August 8, 2002
Taking It to the Streets
For years, an empty lot in Van Nuys was gathering garbage, used appliances, old furniture and was a "home" for the homeless and their shopping carts. Distraught neighbors were constantly calling the police and city officials, but to no avail. As the years passed, the problem grew worse and the neighbors more agitated.
Then last March, Los Angeles City Attorney Rocky Delgadillo launched the Neighborhood Prosecutors Program, assigning one veteran prosecutor to each of the city's 18 Police Department divisions. Some of the opponents were Jews, bringing with them the desire to fight for social justice. The idea of the project was for prosecutors to become involved with quality-of-life issues in the community before they got into the courtroom.
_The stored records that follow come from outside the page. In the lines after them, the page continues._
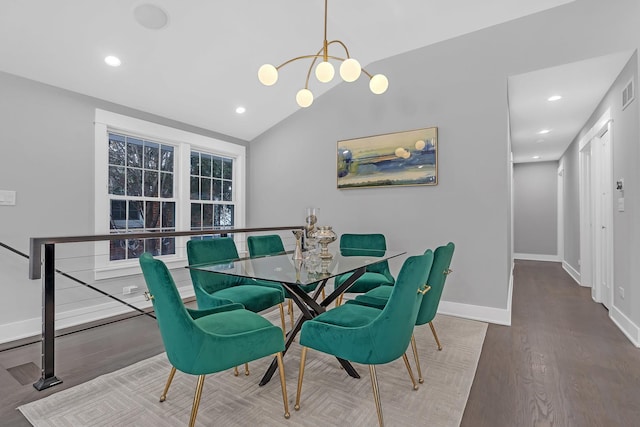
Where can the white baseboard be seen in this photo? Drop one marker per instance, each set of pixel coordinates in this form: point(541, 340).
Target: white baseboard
point(575, 274)
point(536, 257)
point(499, 316)
point(33, 327)
point(626, 325)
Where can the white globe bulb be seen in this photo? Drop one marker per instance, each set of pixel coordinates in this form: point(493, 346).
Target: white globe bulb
point(378, 84)
point(324, 72)
point(268, 75)
point(350, 70)
point(304, 98)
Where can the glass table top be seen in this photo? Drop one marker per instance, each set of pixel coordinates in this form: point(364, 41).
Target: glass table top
point(282, 268)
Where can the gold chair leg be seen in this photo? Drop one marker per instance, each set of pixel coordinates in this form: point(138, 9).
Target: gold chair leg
point(283, 384)
point(433, 331)
point(163, 396)
point(196, 401)
point(303, 358)
point(291, 312)
point(414, 347)
point(376, 394)
point(406, 363)
point(284, 334)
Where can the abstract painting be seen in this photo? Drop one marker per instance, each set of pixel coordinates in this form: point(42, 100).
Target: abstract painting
point(401, 158)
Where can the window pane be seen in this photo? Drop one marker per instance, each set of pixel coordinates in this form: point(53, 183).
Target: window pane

Prosecutors would then team with LAPD senior lead officers, and work with city officials, neighborhood groups and various city agencies to address problems such as speed racing, prostitution, vagrancy, trash and graffiti.
Delgadillo believed that neighborhood prosecutors, working with the police, could bring about change more effectively than after a case had arrived on their desks. So far, he's been right. The program has been so successful that this past June, at an official ceremony in Watts, Mayor James Hahn unveiled the program's budget for the 2002-2003 fiscal year.
As for the empty lot, neighborhood prosecutors for the Van Nuys division, Liora Forman-Echols and Tamar Galatzan, were able to cut through years of red tape. "We sat down with everyone who had any kind of jurisdiction over that area, and asked, 'What do we need to do?'" said Galatzan, who was job sharing with Forman-Echols. "It took a lot of phone calls and involvement of several agencies, but the empty lot is now fenced and clean. No one before had been empowered to lock all the players in one room and say, 'Let's clean this up, because the community deserves it to be clean.'"
Both Galatzan and Forman-Echols knew immediately upon hearing about Delgadillo's project that it was something they wanted to try. Forman-Echols was the third generation of a Jewish family that had served its community -- her grandfather and father before her were both law enforcement officers.
When it came time for Forman-Echols to join the force, though, her mother forbade it: "Nice Jewish girls become lawyers," and so, she did. As a prosecutor, Forman-Echols found herself far from the community activism that she longed for. "In court, things are filtered down to us, but here was a great opportunity to do something different, in a direct way to help the community."
Last March, Forman-Echols signed on as the new L.A. deputy city attorney for the Van Nuys division -- a division that spans 40 square miles and has been plagued by many long-term community woes. This June, as she prepared for maternity leave, she handed the mantle over to Galatzan, who had been on leave to have a baby.
For Galatzan, this program has been a great opportunity to work proactively on quality-of-life issues and to return to her first love of community service.
"It's a great opportunity to work with a whole team -- law enforcement, chamber of commerce, homeowners association, neighborhood watch groups and business concerns -- to solve problems before they reach the level of prosecution."
As a team member, Galatzan explained, the deputy city attorneys must wear a number of different hats and be able to work on a grass-roots level, mingling with the community. Neighborhood prosecutors don't carry all the weight, but what weight they do, goes a long way. She's found since being on the job that the community has been overwhelmingly welcoming. "They're a little skeptical at first, but after seeing what we can do, they like having us there."
Angelenos, like Nancy Lamb of Venice, have been writing letters to the Los Angeles Times describing just how well the Neighborhood Prosecutor's program is working. "I was elated that someone in city government actually responded to my plea [about parking violations in her neighborhood] and took on the responsibility of fixing the problem," Lamb wrote. "Delgadillo should be commended for instituting such an innovative and effective program."
Even though Delgadillo initiated the program, he doesn't take all the credit, citing that the community has a part as well. "When you solve neighborhood quality-of-life issues, the people help you solve the bigger issues," Delgadillo told The Journal.
"I give Rocky Delgadillo an A for this program," Forman-Echols said. "He's passionate, committed and comes through. He realized the need for [neighborhood prosecutors] by getting this program up and running. It's been the greatest step in improving lives for all Angelenos."